Cruise ships manufactured by Meyer include tens of thousands of devices that are used during the ship’s operation. Meyer collects various data from the sensors in the ship’s devices that are related to the ship’s operations and performance. “The idea is to utilise the data collected from the ships in real time or later. It is good to be able to collect usage data and analyse it. In the DIMECC D4V program, we have studied how data can be collected easily, securely and cost-efficiently. Another goal is to create a common point of connection for all who need it, which for its part will significantly improve the safety of ships,” says Kari Sillanpää, the director responsible for product development and research at Meyer’s Turku shipyard.
KNL’s solution allows global communication from the open sea
The solution by the Oulu-based KNL Networks allows global communication for ships using digital shortwave radio. The application combines HF radio with new innovations. In the open sea as a means for naval communication, KNL’s radio solution utilises frequencies from under 30 megahertz all the way to 1.5 megahertz. Low frequencies enable very long connections up to 10,000 kilometers. The idea is to have a network where all users transmit data. In fact, the quality of the network developed by KNL Networks improves with every new user, because it is a so-called MESH network where messages can travel along more than one path, and which also utilises several radio frequencies.
“Each ship creates a new potential point of connection, which improves the reliability of data transfer, while the simultaneous use of several bands improves transfer capacity.” KNL’s solution can connect to another ship within 10,000 kilometers which, while in port or close to the coast, acts as an access point for ships sailing further away from the coast and provides a connection to a 3G/4G network. This allows data transfer from almost every corner of the world – even the polar circles that are outside the range of regular data transfer satellites.
“KNL offers a simple and efficient networking solution: data is transmitted from one ship to another, and from there, to a port and into a cloud. This solution is technically secure and safe in many ways.” Wapice’s IoT-Ticket service stores data into a cloud and the measured data can then, for example, be visualized into a format that is easy to understand and utilise.

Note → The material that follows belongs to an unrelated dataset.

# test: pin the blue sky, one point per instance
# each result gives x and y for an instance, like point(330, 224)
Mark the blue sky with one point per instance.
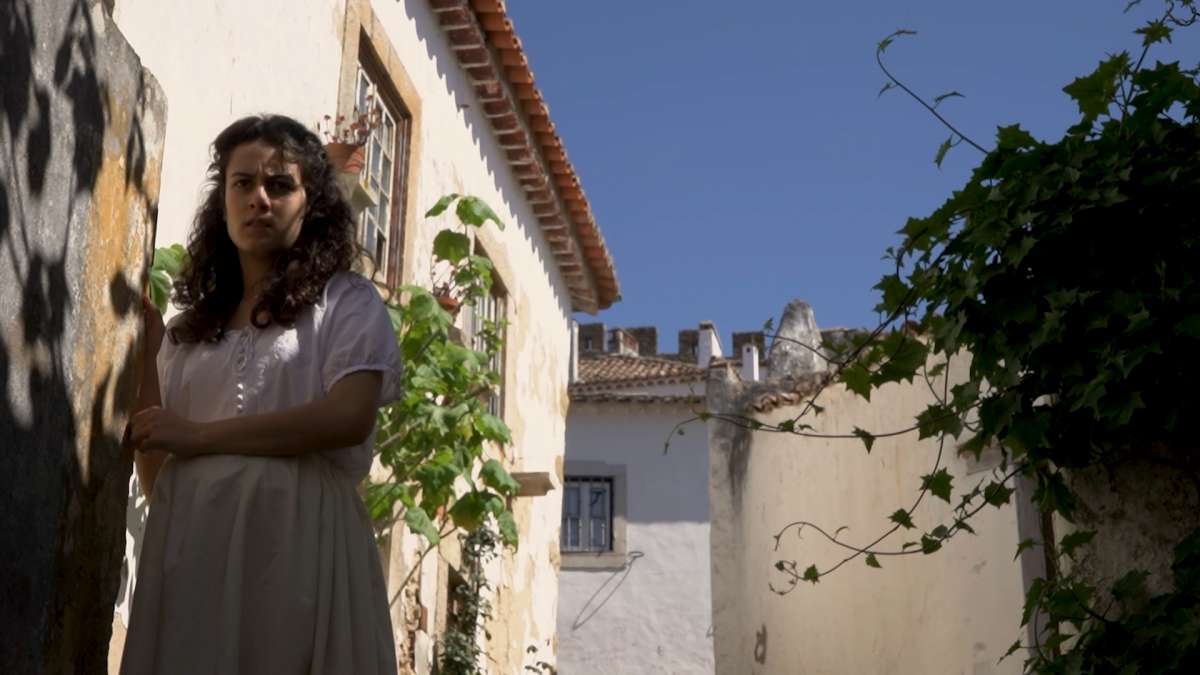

“We started experimenting with KNL’s system during the early stage of the D4V program. During the program, the system was developed further and Wapice was added in. Now we are able to collect and transmit data securely from a ship sailing in the open sea to an office. Data collection has been made easy. It does not affect the ship’s operation and it cannot be used to hack into the ship’s systems. In information security-related matters, we have also collaborated with F-Secure.”
Real-time data ensures energy-efficiency
Pilot tests have already confirmed the functionality of the system, and Meyer’s office can get real-time data about cruise ships.
“Cruise ships are complex systems, and their energy needs change constantly depending on whether the ship is moving, what sort of environment the ship is moving in and what operations are active on the ship. The data we receive allows us to provide even better services to ensure that ships are running as energy-efficiently as possible.”
Since the environment of a ship is constantly changing dynamically, Meyer uses collected data for simulation models, for the ships’ so-called virtual twins. This provides a more accurate picture of the situation on the ship, and ship operations can be adapted to changing environments in real time.
Sillanpää says that in the future, the goal is to develop data collection and use and the ability to utilise virtual models. “This way, it is easy for an even larger number of device and system providers – or entirely new operators – to join in and start using the data available, both in their own development work and for providing new services.”